Everything you need to know about the difference between Harold & Kumar Go to White Castle (2004) and the just-released Harold & Kumar Escape From Guantanamo Bay (New Line) is right there in the titles. The original, a theatrical flop that found a cult following on DVD, elevated the banal quest for burgers into an improbably inspiring tribute to friendship, spontaneity, racial tolerance, and the problem-solving properties of weed. The sequel takes a far more serious subject—racial profiling and the war on terror—and manages to render it completely banal.

This movie picks up only minutes after the original ended, as post-college roommates Kumar and Harold (Kal Penn and John Cho) recover from the effects of their all-night fast-food journey. (The first of many scatological gags involves the protracted and noisy evacuation of the very sliders Kumar scarfed down at the end of Part 1.) As soon as the boys get those burgers out of their system, they’re off to Amsterdam, where Harold plans to follow the girl of his dreams (Paula Garcés) and Kumar plans to get legally baked. But Kumar, ever the king of bad judgment, boards the plane with a smokeless bong—or “bomb,” as misheard by one paranoid fellow passenger.

This mix-up, paired with the boys’ brown skin (Harold is Korean-American, Kumar of Indian descent) is enough to ground the plane and land them in the clutches of a Department of Homeland Security wing nut (Rob Corddry) who takes their friendship to mean that “al-Qaida and North Korea are working together.” The lads are summarily dispatched to Gitmo, from whence—after a depressingly homophobic gag about being forced to fellate their captors—they escape on a raft full of departing Cubans. The rest of the movie is a chase through the Southern United States toward Texas, where a smug college buddy with connections in the Bush administration may be able to clear their names.

Pursued by the Feds, Kumar and Harold careen through the deep South accruing misadventures, most of which involve sex, drugs, or race. Some scenes, like their hooded infiltration of a Ku Klux Klan meeting, strike just the right note of shambling absurdity. But most of the wannabe outrageous racial humor (Corddry’s interrogation techniques function on the assumption that Jews will do anything for money, while blacks can be broken by withholding grape soda) is too shallow to constitute real satire.
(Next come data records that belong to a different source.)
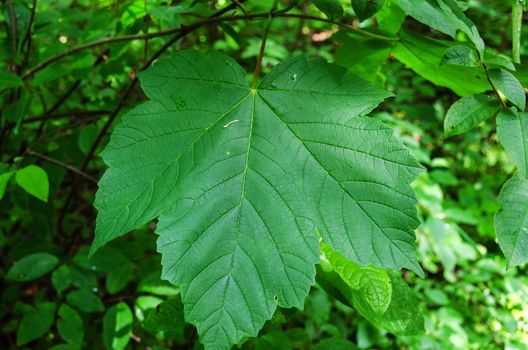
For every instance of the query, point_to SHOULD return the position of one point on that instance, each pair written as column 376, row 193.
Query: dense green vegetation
column 263, row 174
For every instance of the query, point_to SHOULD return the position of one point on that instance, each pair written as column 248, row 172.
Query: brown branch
column 62, row 165
column 185, row 29
column 14, row 47
column 27, row 37
column 258, row 67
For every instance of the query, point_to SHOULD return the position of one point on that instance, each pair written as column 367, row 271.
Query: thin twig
column 185, row 29
column 147, row 25
column 62, row 165
column 517, row 12
column 120, row 104
column 27, row 36
column 14, row 47
column 258, row 67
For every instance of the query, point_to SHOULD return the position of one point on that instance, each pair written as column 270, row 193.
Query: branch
column 14, row 47
column 62, row 165
column 185, row 29
column 258, row 67
column 517, row 12
column 27, row 37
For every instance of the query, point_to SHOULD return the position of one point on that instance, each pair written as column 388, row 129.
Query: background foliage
column 57, row 114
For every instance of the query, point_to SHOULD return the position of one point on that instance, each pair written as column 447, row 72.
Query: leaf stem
column 493, row 85
column 27, row 36
column 14, row 47
column 258, row 67
column 517, row 14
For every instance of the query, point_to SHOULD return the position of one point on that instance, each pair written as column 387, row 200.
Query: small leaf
column 460, row 55
column 365, row 9
column 423, row 54
column 468, row 112
column 167, row 317
column 509, row 86
column 512, row 130
column 331, row 8
column 459, row 20
column 372, row 283
column 34, row 180
column 511, row 222
column 368, row 291
column 9, row 80
column 5, row 176
column 70, row 326
column 117, row 326
column 85, row 300
column 31, row 267
column 35, row 323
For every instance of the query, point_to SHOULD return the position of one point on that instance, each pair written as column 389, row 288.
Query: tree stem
column 517, row 14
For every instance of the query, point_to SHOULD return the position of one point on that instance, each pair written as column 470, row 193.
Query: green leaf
column 35, row 323
column 335, row 344
column 365, row 9
column 70, row 326
column 468, row 112
column 509, row 86
column 512, row 130
column 117, row 326
column 34, row 180
column 460, row 55
column 9, row 80
column 511, row 222
column 423, row 55
column 403, row 316
column 373, row 283
column 331, row 8
column 31, row 267
column 61, row 278
column 167, row 317
column 429, row 13
column 4, row 180
column 459, row 20
column 85, row 300
column 214, row 153
column 382, row 297
column 390, row 17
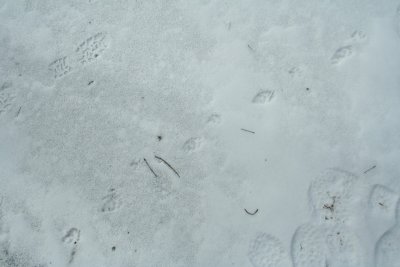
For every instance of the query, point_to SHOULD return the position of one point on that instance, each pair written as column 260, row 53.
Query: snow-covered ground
column 199, row 133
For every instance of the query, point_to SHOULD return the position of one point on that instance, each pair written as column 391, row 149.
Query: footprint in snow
column 387, row 249
column 267, row 251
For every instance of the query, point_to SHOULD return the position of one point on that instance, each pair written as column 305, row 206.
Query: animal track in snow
column 86, row 52
column 192, row 144
column 214, row 118
column 387, row 249
column 6, row 97
column 358, row 36
column 341, row 54
column 308, row 246
column 344, row 247
column 91, row 48
column 110, row 202
column 314, row 245
column 330, row 196
column 72, row 236
column 263, row 97
column 71, row 239
column 60, row 67
column 267, row 251
column 382, row 201
column 294, row 71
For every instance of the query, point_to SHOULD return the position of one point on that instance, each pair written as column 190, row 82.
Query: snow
column 136, row 133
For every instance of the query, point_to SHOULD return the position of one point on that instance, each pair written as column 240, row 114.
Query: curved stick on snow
column 251, row 213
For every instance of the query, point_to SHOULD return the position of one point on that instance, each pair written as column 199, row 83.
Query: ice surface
column 93, row 94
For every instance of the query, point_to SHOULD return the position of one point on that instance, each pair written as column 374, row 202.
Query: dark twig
column 247, row 131
column 169, row 165
column 251, row 213
column 148, row 165
column 370, row 169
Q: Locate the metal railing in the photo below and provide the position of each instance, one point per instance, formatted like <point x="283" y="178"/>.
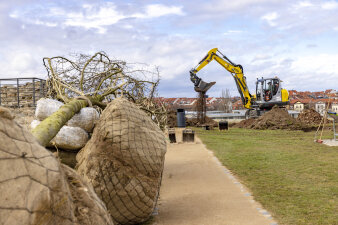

Lamest of all is the moment when, having literally parachuted their way into Bush’s Crawford retreat, they wind up getting blazed with the commander in chief. Not only is James Adomian’s wax-museum Bush impersonation a far cry from Will Ferrell’s, but the warm and fuzzy bonhomie of this scene betrays whatever mildly subversive humor might have preceded it. If smoking pot makes even the guy responsible for Guantanamo into a high-fiving bro, isn’t that an insult to the good name of weed?

This may be the worst sin of Harold & Kumar Escape From Guantanamo Bay: It betrays the spirit of the stoner comedy, which has traditionally been subversive—when it wasn’t detailing the love affair between two marginally functional young men and their stash of sweet, sweet herb. (Last year’s Smiley Face, in which Anna Faris played a solo female stoner, was an underrated exception to the two-guy rule.) Toking up is all the better with that one friend who really gets you—and that friendship, in turn, is burnished by the weed-fueled adventures you share. Cho and Penn’s giggly chemistry in the first movie was a celebration of that sacred bond. But not only are Kumar and Harold hardly ever high this time around; they’re scarcely on speaking terms. For a good four-fifths of the film, Harold is fuming about Kumar’s (admittedly idiotic) sabotage of their Amsterdam trip, and his grudge saddles the movie with a mood of glum sourness. Neil Patrick Harris, reprising a cameo role as his ex-Doogie Howser self, is a welcome diversion—but his character’s eventual fate is such a puzzling downer you find yourself wishing, against all your best instincts, for a sequel. Harold and Kumar Toke Up in Tora Bora? If you were really, really high, that might be good for a laugh.